Automatic watches are usually more accurate than their purely mechanical counterparts, but quartz is superior to mechanical by a large margin. As a rule, a quartz watch could be as accurate as +/- 0.01, although +/- 2 seconds a day is within the acceptable limits.

Are quartz watches always more accurate than mechanical ones?

Yes, they are, but not always. Accuracy and precision are not exactly the same thing. It’s important to remember that even when a mechanical watch is allowed to vary +6/-4 seconds per day, that doesn’t necessarily mean it will consistently vary by that amount each day. A mechanical movement is noticeably affected by the gravitational pull of the Earth. It only takes a performance distortion of 1/1000th of a per cent for a watch movement to be one second less accurate in a day. This causes the performance of mechanical movements to be somewhat different from day to day when not stored in a fixed position. The good news is that the actual variations of a mechanical watch will often cancel each other out. This means a mechanical watch will tend to be more accurate over a longer period than the single-day COSC (Contrôle Officiel Suisse des Chronomètres) measurement may imply.

In layman’s terms... looking at the performance of a watch over a 24-hour period may not provide the full picture of its accuracy.

Enoksen - Blog Post - Picking the Right Movement - Watch Breakdown Image

On a daily basis, quartz watches are generally more consistent than mechanical variants under identical conditions. Quartz performance is affected mainly by temperature changes and weakened batteries. So a quartz watch that you measured to gain 0.5 seconds yesterday will be consistently and increasingly off correct time by about that amount. You can be pretty certain that in 60 days, it will be about 30 seconds off. At the end of a year, it would likely be over 180 seconds off.

Compare that to a mechanical watch that you measured to gain 2 seconds yesterday. It would seem that our example quartz watch is 4 times more accurate than this. But while the daily measured variations seem much higher, they are not likely to be as consistent, so will have a dampening effect. You cannot accurately predict that the mechanical watch would be off by 120 seconds at the end of the same 60 days. It might be right on time, or it may be 200 seconds off. The broader range of variations allows most mechanical watches to stay closer to correct time than the daily variation rate implies. Over a year, some mechanicals can on average stay closer to correct time without having to be reset than a quartz watch might, where others always tend to gain roughly the same amount each day.

Why would anyone want a less accurate watch?

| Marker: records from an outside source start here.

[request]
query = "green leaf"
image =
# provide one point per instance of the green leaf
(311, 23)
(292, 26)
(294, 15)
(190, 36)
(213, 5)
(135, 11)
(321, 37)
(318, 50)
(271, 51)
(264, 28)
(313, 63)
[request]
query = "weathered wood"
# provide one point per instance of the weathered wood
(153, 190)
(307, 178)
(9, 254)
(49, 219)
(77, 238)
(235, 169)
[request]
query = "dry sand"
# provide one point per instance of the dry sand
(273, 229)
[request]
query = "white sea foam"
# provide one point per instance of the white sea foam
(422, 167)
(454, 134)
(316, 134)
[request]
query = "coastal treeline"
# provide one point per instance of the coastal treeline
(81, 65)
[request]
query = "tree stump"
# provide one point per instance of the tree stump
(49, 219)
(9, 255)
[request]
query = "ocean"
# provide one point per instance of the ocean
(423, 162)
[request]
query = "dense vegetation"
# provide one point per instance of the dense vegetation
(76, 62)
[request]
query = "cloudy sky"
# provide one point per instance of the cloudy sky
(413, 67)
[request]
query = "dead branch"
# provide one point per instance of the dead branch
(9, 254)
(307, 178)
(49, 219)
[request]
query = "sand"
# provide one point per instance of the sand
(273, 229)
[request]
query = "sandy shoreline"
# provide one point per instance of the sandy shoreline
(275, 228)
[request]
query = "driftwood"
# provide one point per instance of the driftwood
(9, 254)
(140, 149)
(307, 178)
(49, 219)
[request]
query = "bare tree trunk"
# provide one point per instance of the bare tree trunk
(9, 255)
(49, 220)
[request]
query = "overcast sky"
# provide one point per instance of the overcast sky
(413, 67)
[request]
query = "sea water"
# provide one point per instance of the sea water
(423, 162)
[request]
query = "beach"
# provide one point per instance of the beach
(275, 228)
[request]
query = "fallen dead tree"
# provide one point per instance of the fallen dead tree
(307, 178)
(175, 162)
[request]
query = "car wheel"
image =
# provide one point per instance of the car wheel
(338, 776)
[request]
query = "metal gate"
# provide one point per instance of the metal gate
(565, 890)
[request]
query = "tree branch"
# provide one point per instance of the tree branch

In the 1970s the demand for simplicity favoured the more accurate quartz style watch. Quartz technology debuted in watches with LED screens, and by the end of the 1980s, they powered both digital and analog watches, kitchen timers, wall clocks and everything in between. The dramatic rise of quartz technology nearly killed the Swiss watch industry in the 1980’s. It wasn’t until the 1990’s that the appreciation for the mechanical watch began to increase again. Why? Well, there's no single answer to that, so you can take your pick: there is beauty and artistry in imperfection, there's tradition in the history of mechanical watchmaking and there's fascinating engineering at work in every mechanical watch. It’s an anorak’s dream. William Gibson said of Mechanical watches, “Each one is a miniature world unto itself, a tiny functioning mechanism… consequently, these watches are, in a sense, alive. They have heartbeats. They seem to respond, Tamagotchi-like, to "love,” (1999 https://www.wired.com/1999/01/ebay/)

So why then? Well, it’s the sheer joy of owning something, which is simply amazing and perpetual. A beautiful extension of the owner where the natural movement of your arm is all that is required for it to function.